Platini's comments came after efforts to impose a salary cap was rejected by the European Club Association.
"European clubs are currently telling us that our
system is in danger of financially imploding in the medium term," Platini said. "We are currently looking at the idea of limiting, to a certain degree, a club's expenditure on staff -- salary and
transfer fees combined -- to an as yet undecided percentage of its direct and indirect sporting revenue."

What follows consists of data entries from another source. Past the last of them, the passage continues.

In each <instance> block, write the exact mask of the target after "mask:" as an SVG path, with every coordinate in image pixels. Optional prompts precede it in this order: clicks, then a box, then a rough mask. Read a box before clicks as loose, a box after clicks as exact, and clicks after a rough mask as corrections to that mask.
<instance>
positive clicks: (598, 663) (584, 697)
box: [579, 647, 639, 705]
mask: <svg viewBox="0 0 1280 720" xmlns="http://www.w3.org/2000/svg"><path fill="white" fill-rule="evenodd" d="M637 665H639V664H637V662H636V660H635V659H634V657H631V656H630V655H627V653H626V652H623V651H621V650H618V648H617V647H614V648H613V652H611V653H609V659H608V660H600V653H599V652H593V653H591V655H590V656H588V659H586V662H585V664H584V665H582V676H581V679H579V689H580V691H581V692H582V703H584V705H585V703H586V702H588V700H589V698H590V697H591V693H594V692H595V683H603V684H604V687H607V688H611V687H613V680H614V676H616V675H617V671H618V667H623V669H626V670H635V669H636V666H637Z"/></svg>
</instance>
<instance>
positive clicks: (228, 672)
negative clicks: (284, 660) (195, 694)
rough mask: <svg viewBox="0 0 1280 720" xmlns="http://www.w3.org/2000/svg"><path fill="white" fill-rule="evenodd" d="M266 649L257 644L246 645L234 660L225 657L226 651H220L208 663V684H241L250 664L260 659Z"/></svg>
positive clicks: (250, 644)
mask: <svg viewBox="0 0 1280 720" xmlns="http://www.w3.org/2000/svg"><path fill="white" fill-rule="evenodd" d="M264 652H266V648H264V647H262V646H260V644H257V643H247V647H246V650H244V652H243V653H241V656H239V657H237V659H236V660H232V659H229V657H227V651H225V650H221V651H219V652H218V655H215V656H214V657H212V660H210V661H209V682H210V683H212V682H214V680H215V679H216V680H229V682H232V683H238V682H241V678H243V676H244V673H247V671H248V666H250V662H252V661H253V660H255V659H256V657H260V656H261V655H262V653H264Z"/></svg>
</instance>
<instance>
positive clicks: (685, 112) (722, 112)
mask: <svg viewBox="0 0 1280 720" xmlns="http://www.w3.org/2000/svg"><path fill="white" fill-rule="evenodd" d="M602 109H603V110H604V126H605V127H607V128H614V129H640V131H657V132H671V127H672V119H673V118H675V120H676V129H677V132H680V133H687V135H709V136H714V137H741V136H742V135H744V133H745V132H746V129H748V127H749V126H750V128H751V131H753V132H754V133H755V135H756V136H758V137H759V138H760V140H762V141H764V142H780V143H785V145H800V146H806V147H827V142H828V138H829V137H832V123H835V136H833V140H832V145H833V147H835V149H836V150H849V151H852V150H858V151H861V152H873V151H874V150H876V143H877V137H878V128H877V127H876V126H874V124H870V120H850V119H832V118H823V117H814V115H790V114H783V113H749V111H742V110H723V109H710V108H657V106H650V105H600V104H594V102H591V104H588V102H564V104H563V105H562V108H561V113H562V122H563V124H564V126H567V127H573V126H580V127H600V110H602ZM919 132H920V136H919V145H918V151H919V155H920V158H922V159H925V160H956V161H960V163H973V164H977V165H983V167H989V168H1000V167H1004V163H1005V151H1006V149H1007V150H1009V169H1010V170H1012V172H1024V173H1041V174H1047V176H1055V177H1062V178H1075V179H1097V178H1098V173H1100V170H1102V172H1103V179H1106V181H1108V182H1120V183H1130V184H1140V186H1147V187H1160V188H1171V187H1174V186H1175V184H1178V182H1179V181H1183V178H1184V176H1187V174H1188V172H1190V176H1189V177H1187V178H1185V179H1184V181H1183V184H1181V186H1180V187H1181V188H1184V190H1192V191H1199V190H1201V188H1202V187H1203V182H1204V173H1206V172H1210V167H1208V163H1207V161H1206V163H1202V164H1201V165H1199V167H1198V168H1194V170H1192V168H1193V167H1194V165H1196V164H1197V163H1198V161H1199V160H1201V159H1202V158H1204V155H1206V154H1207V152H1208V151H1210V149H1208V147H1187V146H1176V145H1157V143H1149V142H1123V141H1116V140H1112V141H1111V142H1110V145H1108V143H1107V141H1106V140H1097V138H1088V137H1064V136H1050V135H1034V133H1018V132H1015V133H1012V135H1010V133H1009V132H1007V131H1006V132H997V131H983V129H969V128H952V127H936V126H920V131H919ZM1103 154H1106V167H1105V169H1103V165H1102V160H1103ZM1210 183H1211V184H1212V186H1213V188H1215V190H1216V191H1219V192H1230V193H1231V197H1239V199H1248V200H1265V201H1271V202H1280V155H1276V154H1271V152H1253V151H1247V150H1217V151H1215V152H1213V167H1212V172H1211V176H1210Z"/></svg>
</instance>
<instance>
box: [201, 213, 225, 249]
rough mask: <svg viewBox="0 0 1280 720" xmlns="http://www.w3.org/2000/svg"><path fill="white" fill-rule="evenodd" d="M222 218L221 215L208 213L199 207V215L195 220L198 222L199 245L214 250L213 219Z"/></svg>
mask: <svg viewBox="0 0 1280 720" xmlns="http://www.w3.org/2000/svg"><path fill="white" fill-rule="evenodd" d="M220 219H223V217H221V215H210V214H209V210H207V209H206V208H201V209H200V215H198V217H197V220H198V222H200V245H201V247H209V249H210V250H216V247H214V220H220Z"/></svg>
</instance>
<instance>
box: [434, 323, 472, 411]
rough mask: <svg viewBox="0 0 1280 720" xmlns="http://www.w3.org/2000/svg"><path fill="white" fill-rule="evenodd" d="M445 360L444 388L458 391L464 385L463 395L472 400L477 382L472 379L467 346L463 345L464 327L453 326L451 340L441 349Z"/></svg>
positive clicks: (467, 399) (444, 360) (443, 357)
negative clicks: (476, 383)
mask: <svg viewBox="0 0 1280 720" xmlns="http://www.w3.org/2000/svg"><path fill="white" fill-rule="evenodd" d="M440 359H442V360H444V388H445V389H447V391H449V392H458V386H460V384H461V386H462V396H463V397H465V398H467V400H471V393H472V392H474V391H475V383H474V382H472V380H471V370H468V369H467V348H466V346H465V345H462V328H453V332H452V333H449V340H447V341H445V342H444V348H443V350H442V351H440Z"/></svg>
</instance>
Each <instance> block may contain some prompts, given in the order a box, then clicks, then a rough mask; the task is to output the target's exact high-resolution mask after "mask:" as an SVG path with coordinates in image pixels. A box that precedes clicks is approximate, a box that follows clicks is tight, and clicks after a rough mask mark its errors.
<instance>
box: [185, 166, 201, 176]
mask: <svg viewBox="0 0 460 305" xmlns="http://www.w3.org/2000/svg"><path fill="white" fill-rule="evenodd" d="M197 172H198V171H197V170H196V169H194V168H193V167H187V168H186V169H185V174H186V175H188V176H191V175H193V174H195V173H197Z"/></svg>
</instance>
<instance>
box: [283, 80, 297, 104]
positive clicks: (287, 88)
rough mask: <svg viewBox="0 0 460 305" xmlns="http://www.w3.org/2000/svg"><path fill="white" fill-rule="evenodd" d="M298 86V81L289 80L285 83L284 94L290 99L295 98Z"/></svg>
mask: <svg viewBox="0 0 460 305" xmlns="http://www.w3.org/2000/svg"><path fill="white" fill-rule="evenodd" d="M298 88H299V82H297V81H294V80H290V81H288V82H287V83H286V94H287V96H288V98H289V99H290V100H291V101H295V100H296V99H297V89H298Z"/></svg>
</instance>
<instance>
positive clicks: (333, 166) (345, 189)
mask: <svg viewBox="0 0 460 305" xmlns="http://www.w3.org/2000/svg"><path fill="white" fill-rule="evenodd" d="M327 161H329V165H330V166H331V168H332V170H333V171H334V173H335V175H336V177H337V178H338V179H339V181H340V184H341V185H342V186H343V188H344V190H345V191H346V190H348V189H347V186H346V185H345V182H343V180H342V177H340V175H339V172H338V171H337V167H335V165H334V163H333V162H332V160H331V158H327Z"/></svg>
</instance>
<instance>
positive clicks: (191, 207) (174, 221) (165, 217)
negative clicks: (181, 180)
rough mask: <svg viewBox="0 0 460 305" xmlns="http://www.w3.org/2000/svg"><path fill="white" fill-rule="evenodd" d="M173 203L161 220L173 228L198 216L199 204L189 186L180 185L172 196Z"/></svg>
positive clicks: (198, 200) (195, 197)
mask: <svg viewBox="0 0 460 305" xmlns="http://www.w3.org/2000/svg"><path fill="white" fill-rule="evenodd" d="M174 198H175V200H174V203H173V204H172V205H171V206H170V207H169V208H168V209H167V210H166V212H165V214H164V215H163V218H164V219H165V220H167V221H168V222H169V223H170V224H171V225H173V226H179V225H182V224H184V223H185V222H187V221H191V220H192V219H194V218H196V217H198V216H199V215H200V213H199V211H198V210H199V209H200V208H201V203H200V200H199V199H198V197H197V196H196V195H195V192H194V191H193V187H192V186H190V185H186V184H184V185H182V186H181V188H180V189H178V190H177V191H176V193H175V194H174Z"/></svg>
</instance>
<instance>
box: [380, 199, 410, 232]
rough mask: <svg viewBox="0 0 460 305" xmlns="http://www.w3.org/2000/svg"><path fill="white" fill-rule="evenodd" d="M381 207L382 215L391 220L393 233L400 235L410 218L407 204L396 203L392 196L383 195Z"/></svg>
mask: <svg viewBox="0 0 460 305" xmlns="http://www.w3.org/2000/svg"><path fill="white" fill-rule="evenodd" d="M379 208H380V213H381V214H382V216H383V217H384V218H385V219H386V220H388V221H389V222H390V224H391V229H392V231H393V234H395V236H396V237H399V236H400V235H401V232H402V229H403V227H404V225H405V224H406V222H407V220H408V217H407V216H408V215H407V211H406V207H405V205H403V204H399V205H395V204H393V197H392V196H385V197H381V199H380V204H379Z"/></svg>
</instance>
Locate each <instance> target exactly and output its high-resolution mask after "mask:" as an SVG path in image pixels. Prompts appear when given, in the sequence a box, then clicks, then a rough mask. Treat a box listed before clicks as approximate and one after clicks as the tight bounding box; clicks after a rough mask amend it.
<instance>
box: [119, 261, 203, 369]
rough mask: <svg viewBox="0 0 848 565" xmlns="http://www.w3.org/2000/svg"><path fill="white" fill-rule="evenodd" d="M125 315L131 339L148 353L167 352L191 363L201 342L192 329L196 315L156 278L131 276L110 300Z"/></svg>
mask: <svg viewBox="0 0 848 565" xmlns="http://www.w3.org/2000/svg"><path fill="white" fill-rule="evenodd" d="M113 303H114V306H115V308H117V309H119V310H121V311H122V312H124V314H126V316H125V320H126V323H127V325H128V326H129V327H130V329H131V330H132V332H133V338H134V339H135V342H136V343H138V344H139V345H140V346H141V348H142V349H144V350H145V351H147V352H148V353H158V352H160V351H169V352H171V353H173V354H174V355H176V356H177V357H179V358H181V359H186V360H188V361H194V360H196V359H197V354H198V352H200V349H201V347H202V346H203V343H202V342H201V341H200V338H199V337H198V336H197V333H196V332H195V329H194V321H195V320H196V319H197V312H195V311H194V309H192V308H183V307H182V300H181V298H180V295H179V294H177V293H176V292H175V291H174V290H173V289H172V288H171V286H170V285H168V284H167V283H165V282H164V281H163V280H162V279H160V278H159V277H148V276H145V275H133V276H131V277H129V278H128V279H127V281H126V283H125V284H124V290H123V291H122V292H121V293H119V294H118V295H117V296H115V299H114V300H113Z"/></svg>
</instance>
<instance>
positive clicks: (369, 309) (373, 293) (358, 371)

Platini has proposed that clubs "would not be allowed to spend any more than 50
to 60 per cent of revenues" on wages and buying players -- revenues meaning money received only from ticket sales, sponsorship, merchandise and television income, not from the financial investment
by owners or major shareholders.
"For the past 15 or 20 years, we have grown tired of hearing that there is no need to regulate, that the market regulates itself perfectly, that excesses
and imbalances will disappear of their own accord," Platini said. "We now know that none of this is true. In football, as in the economy in general, the market is incapable of correcting its own
excesses, and it was not the UEFA president who said so, it was
Barack Obama."
Platini spoke of the American model where "sports competitions are
only attractive if they are well balanced and if no one team possesses the ultimate weapon. The American sports system can certainly give us food for thought. It is completely different from the
European model of sport in a number of fundamental ways. There are nevertheless some lessons that we can learn.
Platini's rules would only immediately affect clubs participating in UEFA
competitions such as the lucrative Champions League and the UEFA Cup, but they would by definition cover Europe's biggest clubs.